Ungrading: an Introduction

This piece was revised and expanded for my new book, Undoing the Grade: Why We Grade, and How to Stop, available now in paperback and Kindle editions.


This presentation was offered in collaboration with the Big Questions Institute. A full transcript of the slides is below. And a video of the live presentation is also available.

"Ungrading" means raising an eyebrow at grades as a systemic practice, distinct from simply “not grading.” The word is a present participle, an ongoing process, not a static set of practices.

Pivot /ˈpivət/
: to turn on or as if on a pivot

If your institution just continued grading during the pandemic, “business as usual,” here’s what all those grades were measuring:

  • how well students and teachers “pivoted” to online
  • whether students had necessary access and support at home
  • the ability of students to “perform” in a crisis

What all those grades mostly weren’t measuring: student learning and/or content knowledge.

"Deciding to ungrade has to come from somewhere, has to do more than ring a bell, it has to have pedagogical purpose, and to be part of a larger picture of how and why we teach." ~ Sean Michael Morris, "When We Talk About Grades, We Are Talking About People"

Some foundational questions about assessment:

  • Who is assessment for?
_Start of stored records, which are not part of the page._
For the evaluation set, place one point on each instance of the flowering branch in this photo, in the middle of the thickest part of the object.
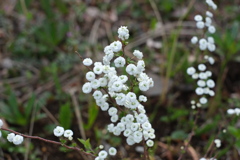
(48, 141)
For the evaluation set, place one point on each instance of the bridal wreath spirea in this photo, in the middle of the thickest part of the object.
(112, 83)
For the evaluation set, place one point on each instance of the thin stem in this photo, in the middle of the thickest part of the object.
(48, 141)
(190, 137)
(146, 154)
(82, 59)
(78, 115)
(173, 51)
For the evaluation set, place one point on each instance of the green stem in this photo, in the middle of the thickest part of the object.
(173, 52)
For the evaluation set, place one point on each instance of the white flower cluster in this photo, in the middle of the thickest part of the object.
(123, 33)
(108, 86)
(201, 23)
(207, 159)
(234, 111)
(59, 131)
(15, 139)
(204, 82)
(103, 154)
(217, 143)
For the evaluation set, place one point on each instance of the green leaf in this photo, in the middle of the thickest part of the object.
(234, 131)
(65, 116)
(93, 113)
(29, 106)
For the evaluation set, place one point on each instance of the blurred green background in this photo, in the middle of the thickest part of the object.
(41, 75)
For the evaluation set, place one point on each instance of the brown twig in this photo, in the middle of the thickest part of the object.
(146, 154)
(190, 137)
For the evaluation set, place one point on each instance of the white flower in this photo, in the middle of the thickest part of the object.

How does this question force us to rethink how institutions structure their systems for evaluation?
  • What's the difference between grading and feedback? To what extent should teachers be readers of student work (as opposed to evaluators)?
  • Why do we grade? How does it feel to be graded? What do we want grading to do (or not do) in our classes (for students or teachers)?
  • What would happen if we didn’t grade? What would be the benefits? What issues would this raise for students and/or teachers?

“Assessment tends so much to drive and control teaching. Much of what we do in the classroom is determined by the assessment structures we work under.” ~ Peter Elbow, “Ranking, Evaluating, and Liking: Sorting Out Three Forms of Judgment”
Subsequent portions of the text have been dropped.